Wie kann man nach dem Holocaust noch glauben?

Wie kann ein Jude nach Auschwitz noch an G-tt glauben? Über sechs Millionen Menschen mussten deshalb sterben, weil sie Juden waren. Der begrenzte menschliche Verstand vermag den Ratschluss des Ewigen nicht zu erfassen, doch weder Gaskammern noch Krematorien konnten die jüdische Seele vernichten. Die angemessene Antwort auf Hitlers Vernichtungswerk ist deshalb nicht die Abkehr von G-tt, sondern der entschlossene Wiederaufbau jüdischen Lebens durch Tora, Mizwot, Vertrauen und Freude. (JR)

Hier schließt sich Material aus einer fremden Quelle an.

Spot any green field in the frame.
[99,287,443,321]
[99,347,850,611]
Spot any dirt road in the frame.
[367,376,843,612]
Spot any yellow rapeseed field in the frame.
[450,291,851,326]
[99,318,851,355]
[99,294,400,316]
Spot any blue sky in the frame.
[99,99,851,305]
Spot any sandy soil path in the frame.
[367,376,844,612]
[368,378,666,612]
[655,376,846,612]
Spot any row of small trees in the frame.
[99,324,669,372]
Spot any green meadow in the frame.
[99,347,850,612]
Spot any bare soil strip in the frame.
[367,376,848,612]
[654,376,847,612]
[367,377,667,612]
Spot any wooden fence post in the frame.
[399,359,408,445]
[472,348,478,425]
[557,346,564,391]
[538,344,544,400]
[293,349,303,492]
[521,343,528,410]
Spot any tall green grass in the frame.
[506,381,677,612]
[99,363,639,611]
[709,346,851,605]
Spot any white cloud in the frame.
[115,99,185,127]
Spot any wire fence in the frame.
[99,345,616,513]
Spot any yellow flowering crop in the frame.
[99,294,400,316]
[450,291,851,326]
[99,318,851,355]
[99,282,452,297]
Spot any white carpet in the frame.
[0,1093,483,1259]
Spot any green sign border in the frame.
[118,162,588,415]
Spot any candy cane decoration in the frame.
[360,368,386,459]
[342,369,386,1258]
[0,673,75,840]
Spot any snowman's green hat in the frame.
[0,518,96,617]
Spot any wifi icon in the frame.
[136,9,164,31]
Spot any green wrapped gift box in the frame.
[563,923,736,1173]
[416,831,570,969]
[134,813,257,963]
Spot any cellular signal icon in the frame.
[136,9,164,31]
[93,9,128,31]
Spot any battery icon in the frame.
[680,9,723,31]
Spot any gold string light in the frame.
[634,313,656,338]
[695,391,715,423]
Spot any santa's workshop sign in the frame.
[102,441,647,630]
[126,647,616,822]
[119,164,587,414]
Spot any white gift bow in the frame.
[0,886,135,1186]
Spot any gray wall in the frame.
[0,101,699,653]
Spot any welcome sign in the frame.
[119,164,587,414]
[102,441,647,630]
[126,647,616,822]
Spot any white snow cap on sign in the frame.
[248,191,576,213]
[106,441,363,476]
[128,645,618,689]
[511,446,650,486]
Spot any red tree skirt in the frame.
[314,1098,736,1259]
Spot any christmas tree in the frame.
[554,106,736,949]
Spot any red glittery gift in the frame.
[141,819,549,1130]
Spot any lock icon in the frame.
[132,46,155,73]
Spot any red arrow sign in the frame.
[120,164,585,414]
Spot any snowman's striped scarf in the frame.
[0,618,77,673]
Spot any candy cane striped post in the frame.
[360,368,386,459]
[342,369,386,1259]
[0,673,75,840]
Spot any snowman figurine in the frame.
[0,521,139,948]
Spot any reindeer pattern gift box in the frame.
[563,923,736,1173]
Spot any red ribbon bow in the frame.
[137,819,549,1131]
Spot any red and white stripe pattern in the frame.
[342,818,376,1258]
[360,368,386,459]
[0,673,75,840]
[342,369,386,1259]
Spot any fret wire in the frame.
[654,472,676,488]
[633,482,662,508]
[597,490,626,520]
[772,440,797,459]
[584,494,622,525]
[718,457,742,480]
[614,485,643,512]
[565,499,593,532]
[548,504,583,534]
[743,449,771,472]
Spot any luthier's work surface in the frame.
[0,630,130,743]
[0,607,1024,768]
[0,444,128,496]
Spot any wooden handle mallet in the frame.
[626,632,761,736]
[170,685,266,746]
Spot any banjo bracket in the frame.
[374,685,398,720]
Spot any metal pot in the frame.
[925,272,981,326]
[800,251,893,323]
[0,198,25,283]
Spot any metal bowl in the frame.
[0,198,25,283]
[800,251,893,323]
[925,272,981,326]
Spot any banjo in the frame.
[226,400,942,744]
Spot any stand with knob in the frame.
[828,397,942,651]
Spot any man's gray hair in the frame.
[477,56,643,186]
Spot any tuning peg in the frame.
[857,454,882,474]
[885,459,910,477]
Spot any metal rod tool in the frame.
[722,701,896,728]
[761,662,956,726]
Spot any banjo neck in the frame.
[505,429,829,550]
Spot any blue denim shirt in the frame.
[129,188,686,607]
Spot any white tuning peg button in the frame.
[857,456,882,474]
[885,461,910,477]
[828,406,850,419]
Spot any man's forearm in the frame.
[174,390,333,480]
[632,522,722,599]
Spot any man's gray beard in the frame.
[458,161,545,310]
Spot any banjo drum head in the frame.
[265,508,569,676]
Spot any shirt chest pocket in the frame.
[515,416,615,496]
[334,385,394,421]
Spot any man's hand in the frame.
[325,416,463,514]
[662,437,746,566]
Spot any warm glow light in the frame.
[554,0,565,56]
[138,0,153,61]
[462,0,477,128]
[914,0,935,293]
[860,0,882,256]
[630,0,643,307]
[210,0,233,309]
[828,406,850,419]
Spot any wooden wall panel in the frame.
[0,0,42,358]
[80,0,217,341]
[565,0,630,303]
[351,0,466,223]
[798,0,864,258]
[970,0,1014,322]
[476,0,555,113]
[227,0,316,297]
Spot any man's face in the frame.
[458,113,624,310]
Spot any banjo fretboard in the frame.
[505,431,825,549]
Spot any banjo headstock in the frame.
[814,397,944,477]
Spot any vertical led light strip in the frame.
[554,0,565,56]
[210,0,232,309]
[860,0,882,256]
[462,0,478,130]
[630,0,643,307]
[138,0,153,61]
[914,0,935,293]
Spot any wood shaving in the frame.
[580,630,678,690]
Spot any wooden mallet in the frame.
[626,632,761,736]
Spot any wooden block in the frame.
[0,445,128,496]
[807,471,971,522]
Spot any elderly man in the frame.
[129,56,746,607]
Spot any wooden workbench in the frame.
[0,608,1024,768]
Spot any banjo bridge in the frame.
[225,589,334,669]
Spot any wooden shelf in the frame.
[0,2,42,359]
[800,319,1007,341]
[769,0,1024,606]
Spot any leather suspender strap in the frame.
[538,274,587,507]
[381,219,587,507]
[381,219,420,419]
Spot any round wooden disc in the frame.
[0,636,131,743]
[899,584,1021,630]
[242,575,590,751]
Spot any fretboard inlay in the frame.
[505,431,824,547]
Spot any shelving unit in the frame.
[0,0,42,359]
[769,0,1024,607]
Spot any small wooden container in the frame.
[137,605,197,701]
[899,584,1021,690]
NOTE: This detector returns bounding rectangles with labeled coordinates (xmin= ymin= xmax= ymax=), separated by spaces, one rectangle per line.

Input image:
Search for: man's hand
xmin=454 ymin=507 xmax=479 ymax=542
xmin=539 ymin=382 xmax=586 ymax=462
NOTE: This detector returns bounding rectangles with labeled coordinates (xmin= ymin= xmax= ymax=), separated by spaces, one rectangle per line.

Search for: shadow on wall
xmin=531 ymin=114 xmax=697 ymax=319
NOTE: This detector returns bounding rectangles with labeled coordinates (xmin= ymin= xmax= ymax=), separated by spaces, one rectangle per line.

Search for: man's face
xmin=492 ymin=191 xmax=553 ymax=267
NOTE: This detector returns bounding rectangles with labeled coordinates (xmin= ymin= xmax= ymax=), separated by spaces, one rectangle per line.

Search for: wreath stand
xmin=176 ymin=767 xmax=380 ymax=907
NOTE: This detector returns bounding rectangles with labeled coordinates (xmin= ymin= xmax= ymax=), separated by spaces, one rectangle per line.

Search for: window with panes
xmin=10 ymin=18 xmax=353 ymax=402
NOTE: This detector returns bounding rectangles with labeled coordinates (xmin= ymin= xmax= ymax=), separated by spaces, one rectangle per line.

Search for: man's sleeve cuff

Nach über 80 Jahren stellen die Menschen immer noch dieselben Fragen: Wo war G-tt während des Holocausts? Wie können wir nach dem Holocaust noch an G-tt glauben? Wenn G-tt gerecht ist, wie konnte Er dann den Holocaust zulassen? Warum hat G-tt keine Wunder während des Holocausts vollbracht?
Wer stellt diese Fragen?
Diese Fragen können nur von einem Gläubigen gestellt werden. Gäbe es nämlich keinen G-tt (G-tt bewahre), brauchte niemand diese Fragen zu stellen. Ohne G-tt hat die Welt kein Ziel, keinen Sinn und keinen Zweck. Die Menschen könnten nach eigenem Gutdünken handeln, da von ihnen keine Rechenschaft gefordert würde. Es wäre denkbar, Superrassen zu entwickeln, wo nur die Kräftigsten überleben. In einer G-ttlosen Welt ist der Holocaust keine theologische Frage, sondern vielmehr eine Aussage darüber, wie tief der Mensch sinken kann. Die Frage ist dann rein rhetorisch und sollte nicht lauten: „Wo war G-tt während des Holocausts?“, sondern vielmehr: „Wo war der Mensch während des Holocausts?“
Die Tatsache, dass sogar die „Nichtgläubigen“ ständig fragen: „Wo war G-tt?“, ist der beste Beweis, dass sie tief im Herzen an G-tt glauben und sich nach einer Antwort sehnen. Milder ausgedrückt: „Tatsächlich möchten sie an G-tt glauben. Aber wegen des Holocausts haben sie das Gefühl, dass sie nicht glauben können.“
Für einen wahren Gläubigen sollte es keine Fragen geben. Er zitiert den Vers (Deuteronomius 32:4-5): „Der Fels! Sein Werk ist perfekt, denn alle Seine Wege sind gerecht; ein G-tt des Glaubens, ohne Fehler, Er ist gerecht”. Der Glaube eines Menschen wird nicht dadurch herausgefordert, dass er den Ewigen nicht versteht, denn welcher Sterbliche kann den Allmächtigen wirklich verstehen?